I have been listening to songs that aren't Christian rock. Two of them are covers.
1. "We Will Become Silhouettes", by the Postal Service, covered by the Shins:
The Shins did this song for the single of "Such Great Heights", released by the Postal Service. The single contains the Postal Service version of "Such Great Heights", a non-album PS track, Iron and Wine's cover of "Such Great Heights", and the Shins cover.
This is a great concept for a single, and one I wish more bands embraced. Instead of four alternate versions of the lead song, include a cover version by a totally different band. Or, add another cover of a different song, at a time when most people haven't even heard your original version.
Anyway, the Shins do a stripped-down countrified version of "We Will Become Silhouettes", replacing the electronic sounds of the original with acoustic guitars. It ends up being two minutes shorter. Some of that time savings comes from not over-enunciating every word, but it's also a more vibrant rendition. The Shins' treatment seems a little more appropriate to a song about the aftermath of a nuclear holocaust.
You can hear this at how each vocalist delivers the lyric, "And I'm screaming at the top of my lungs/Pretending the echoes belong to someone I used to know". The Shins: Voices go higher, and stress the "screaming at the top of my lungs" part.
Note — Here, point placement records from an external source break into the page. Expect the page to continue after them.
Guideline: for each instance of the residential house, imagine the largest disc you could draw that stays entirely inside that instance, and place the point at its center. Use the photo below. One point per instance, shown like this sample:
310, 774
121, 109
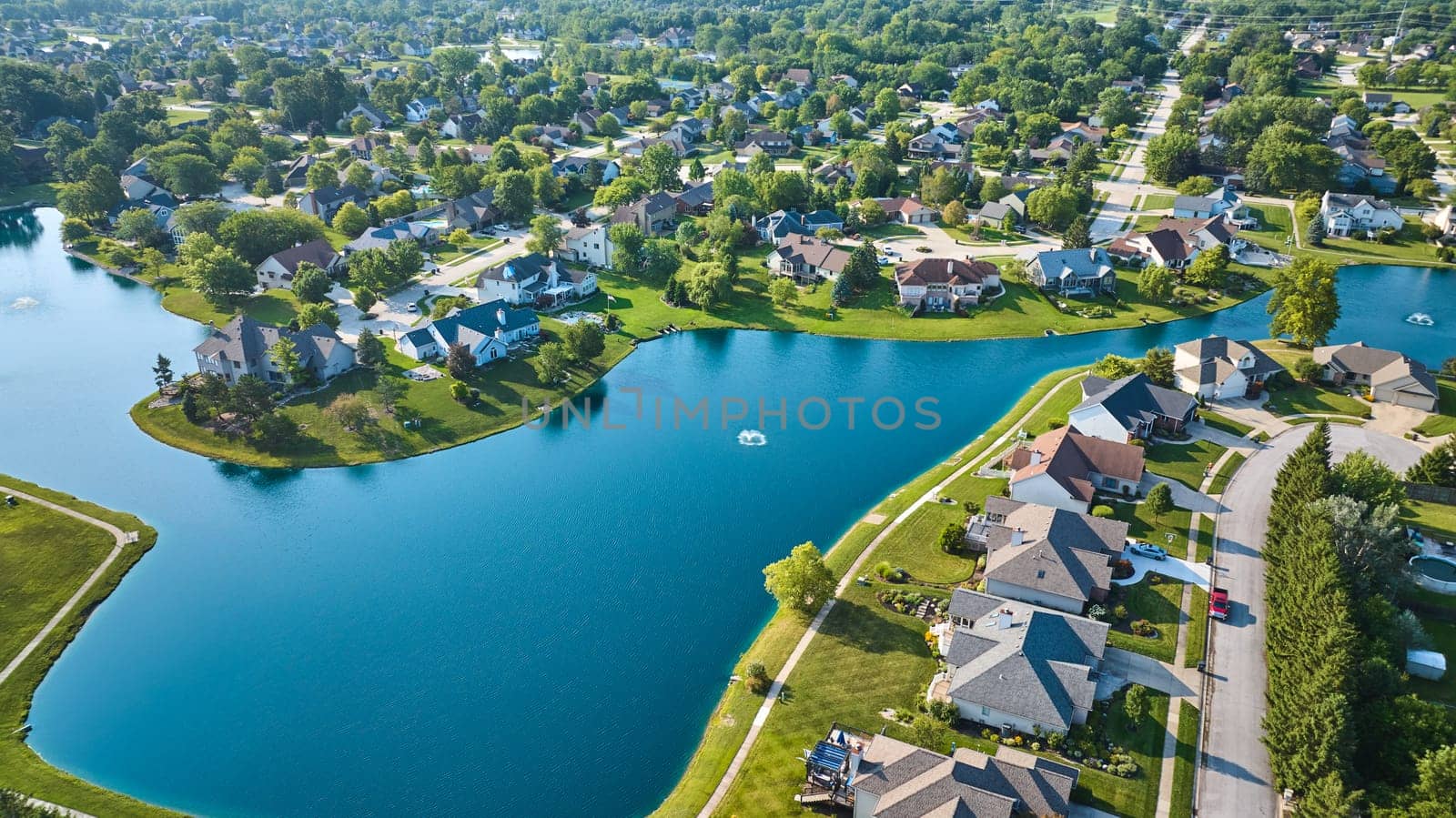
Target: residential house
327, 201
420, 109
278, 268
1388, 376
1047, 556
1353, 213
807, 259
242, 348
460, 126
652, 214
1067, 469
676, 38
1222, 203
376, 116
887, 778
1219, 367
781, 223
772, 143
907, 210
945, 284
1376, 99
1074, 272
488, 330
535, 279
589, 245
1130, 408
1016, 667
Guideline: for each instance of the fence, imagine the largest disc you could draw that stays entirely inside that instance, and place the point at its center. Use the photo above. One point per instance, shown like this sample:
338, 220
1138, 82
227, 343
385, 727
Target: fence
1426, 492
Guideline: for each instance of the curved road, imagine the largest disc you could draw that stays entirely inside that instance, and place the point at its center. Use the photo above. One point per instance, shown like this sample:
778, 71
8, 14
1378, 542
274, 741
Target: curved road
1235, 776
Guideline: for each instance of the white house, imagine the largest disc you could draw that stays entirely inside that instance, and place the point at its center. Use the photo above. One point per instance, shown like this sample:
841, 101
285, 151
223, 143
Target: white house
1354, 213
1219, 367
1019, 667
945, 284
535, 279
487, 330
1065, 469
589, 245
280, 268
242, 348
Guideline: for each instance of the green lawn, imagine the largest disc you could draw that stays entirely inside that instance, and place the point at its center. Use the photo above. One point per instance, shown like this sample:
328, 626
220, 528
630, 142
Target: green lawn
730, 722
1056, 409
1138, 796
1227, 472
1186, 759
1198, 628
276, 306
1183, 461
1019, 312
1445, 422
43, 192
1227, 424
1159, 603
44, 558
504, 388
1431, 517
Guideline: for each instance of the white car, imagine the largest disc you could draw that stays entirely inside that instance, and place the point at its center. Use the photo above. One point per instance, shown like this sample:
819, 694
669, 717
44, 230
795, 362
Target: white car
1145, 549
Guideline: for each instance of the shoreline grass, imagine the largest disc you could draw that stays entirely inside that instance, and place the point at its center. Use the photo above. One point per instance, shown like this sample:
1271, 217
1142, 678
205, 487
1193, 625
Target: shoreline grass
735, 709
21, 767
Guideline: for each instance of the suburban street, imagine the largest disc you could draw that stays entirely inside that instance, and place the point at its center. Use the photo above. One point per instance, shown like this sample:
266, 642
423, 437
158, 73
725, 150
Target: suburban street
1235, 778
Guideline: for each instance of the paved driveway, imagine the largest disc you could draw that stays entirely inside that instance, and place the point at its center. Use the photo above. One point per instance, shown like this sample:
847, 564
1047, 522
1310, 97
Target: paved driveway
1121, 667
1237, 778
1179, 570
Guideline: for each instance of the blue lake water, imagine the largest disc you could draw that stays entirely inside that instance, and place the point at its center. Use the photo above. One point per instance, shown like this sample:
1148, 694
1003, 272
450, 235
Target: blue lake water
533, 625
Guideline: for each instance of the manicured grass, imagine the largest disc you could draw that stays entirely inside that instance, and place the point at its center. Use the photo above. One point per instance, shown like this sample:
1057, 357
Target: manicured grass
1016, 313
864, 661
1443, 641
1312, 399
1220, 480
1225, 424
1159, 603
504, 388
1183, 461
1143, 527
1056, 409
1135, 796
1184, 760
276, 306
772, 647
1433, 519
43, 194
1445, 422
44, 556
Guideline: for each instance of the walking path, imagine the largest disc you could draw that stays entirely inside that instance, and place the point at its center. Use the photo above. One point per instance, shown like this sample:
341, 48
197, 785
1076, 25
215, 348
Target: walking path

Postal Service: Earnest enunciation, same as the rest of the song.
Ultimately, I like Postal Service songs better when someone besides Ben Gibbard is singing them, but especially if that someone is in the Shins.
Incidentally, the two versions of "Such Great Heights" both later became TV commercials, so you know they're good.
2. "Know Your Onion", by the Shins, covered by Of Montreal:
This one is on an EP of covers put out by Of Montreal. I don't have as much to say about this one, because it's not nearly as different from the original version. Of Montreal adds more background parts, with a keyboard and assorted other effects dropping into the mix in places where the Shins leave it to one guitar and slight percussion.
One advantage to this cover is you can more easily understand and hence appreciate the lyrics. The Shins switch to a falsetto for the "What kind of life you dream of? You're allergic to love" part, while Of Montreal has a backup singer do it, singing in a not-so-high voice. In summary, if you like the original, or like Of Montreal, you will probably enjoy this cover quite a bit.
Now it is up to the Postal Service to complete this circle of covers by recording a song by Of Montreal. I can't begin to speculate on what they might choose (I would like to hear them do "Oslo in the Summertime"), but I predict that if it ever exists, the Postal Service cover will feature a drum machine, a synthesizer, and a lot of earnest over-enunciation.